Interpretation of data derived from a patient reported outcome measure (PROM) from a clinical trial or patient outcomes study can be challenging, particularly with regard to understanding the meaning of what a change or difference in a score means clinically.
Interpretation of PROM data is linked with both the objectives of the clinical trial and the constructs measured by the PROM and as a consequence should be a key factor in the development of any measurement strategy.
Understandably, optimising the patient’s health is of primary importance for the clinician and therefore, is more likely to look for improvements in health status. However, what might be of specific interest to the clinician in terms of outcome may not always correspond to what is of relevance to the patient.
Remembering that PROMs are assessing outcomes from the perspective of the patient, any change in the score may or may not be related to a clinical outcome. As an example, patients with diabetes who have changed to a different insulin treatment considered more convenient – but, in all other respects is the same – are unlikely to report any improvement in clinical outcomes but, may well report that their QoL has been enhanced as a consequence of the greater flexibility in their lives.
Despite the many thousands of PROMs developed and their application, there is often lacking an understanding as to what a PROM score represents and what is a meaningful change in score1. Should the differences be big or small and what are the implications for clinical practice and research?
When large samples (macro level) of patients are studied, differences in PROM scores between patient groups might be numerically small but, highly statistically significant.
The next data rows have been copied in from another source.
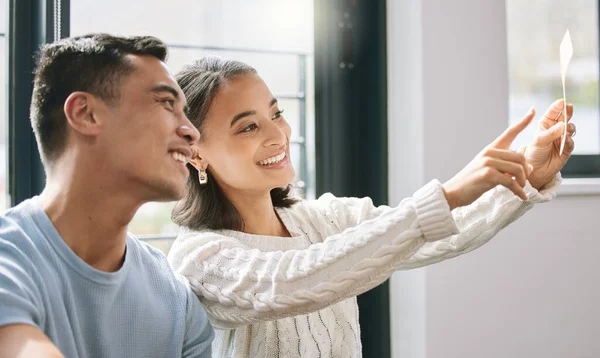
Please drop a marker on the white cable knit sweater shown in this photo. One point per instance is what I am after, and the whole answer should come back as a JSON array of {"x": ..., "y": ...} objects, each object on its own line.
[{"x": 295, "y": 297}]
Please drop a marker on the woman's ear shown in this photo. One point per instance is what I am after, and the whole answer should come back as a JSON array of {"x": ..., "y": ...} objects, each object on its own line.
[{"x": 197, "y": 160}]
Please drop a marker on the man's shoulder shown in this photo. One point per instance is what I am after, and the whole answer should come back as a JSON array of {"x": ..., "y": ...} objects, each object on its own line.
[{"x": 154, "y": 263}]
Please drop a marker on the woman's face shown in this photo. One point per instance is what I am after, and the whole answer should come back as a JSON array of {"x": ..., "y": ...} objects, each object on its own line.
[{"x": 245, "y": 138}]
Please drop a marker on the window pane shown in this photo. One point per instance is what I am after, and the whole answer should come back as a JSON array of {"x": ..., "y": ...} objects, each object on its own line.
[
  {"x": 535, "y": 30},
  {"x": 4, "y": 202},
  {"x": 275, "y": 37}
]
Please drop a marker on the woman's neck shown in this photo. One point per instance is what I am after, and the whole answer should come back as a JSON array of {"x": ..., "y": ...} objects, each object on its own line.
[{"x": 259, "y": 216}]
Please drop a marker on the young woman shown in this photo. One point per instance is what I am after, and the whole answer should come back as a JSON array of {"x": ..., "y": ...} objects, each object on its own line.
[{"x": 279, "y": 275}]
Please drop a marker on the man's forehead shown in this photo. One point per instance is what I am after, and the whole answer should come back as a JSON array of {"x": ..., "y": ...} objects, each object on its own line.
[{"x": 150, "y": 73}]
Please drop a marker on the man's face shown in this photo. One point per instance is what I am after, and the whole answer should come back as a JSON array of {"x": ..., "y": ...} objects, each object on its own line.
[{"x": 147, "y": 135}]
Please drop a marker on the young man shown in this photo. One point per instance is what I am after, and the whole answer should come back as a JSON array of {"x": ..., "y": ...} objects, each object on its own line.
[{"x": 112, "y": 132}]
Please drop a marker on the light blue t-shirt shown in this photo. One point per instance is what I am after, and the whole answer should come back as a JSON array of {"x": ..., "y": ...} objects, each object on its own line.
[{"x": 142, "y": 310}]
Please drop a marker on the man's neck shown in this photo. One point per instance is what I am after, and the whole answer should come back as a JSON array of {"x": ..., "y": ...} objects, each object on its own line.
[{"x": 92, "y": 218}]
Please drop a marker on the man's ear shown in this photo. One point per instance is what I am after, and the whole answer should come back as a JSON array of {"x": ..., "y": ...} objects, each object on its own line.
[
  {"x": 81, "y": 110},
  {"x": 197, "y": 160}
]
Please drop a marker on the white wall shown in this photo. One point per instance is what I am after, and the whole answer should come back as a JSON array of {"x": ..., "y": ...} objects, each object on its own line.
[{"x": 532, "y": 291}]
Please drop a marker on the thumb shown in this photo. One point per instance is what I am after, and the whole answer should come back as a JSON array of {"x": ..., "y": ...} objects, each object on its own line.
[
  {"x": 505, "y": 139},
  {"x": 549, "y": 135}
]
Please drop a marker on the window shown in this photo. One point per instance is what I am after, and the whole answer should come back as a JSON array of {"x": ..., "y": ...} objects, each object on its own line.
[
  {"x": 4, "y": 202},
  {"x": 273, "y": 36},
  {"x": 535, "y": 30}
]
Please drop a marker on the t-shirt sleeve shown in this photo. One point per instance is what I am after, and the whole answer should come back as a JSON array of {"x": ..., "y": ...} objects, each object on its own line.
[
  {"x": 199, "y": 333},
  {"x": 19, "y": 295}
]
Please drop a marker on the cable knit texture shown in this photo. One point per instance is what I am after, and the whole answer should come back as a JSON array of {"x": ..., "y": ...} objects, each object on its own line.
[{"x": 296, "y": 297}]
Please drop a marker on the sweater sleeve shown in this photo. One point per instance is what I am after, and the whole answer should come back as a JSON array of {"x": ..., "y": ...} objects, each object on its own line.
[
  {"x": 239, "y": 285},
  {"x": 481, "y": 221}
]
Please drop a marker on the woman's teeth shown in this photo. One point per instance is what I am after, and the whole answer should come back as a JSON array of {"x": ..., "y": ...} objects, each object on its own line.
[
  {"x": 179, "y": 157},
  {"x": 273, "y": 160}
]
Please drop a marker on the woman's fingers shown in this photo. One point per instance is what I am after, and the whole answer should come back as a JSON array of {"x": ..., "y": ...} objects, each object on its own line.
[{"x": 510, "y": 168}]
However, data obtained at the macro level are difficult to apply at the individual patient (micro) level2.
Interpreting PROM scores is also something that cannot be established from a one-off study but, is based on a body of evidence developed over time through a variety of studies, and perspectives1. Nevertheless, there are a number of approaches that can aid the interpretation of PROM data which are summarised below1.
- Minimal Important Difference (MID) – the smallest difference in a score that is considered to be worthwhile or important.
- Known groups – the mean scores underlying particular clinical groups or clinical indicators which give rise to them and which can be used as a clinically based benchmark to compare other groups.
- Normative and reference groups – mean scores from defined large populations to provide normative data – typical scores – called norms. Mean scores from a particular study can be compared with the population norms.
- Statistical significance – The statistical significance of the probability of treatment (A) is better than treatment (B).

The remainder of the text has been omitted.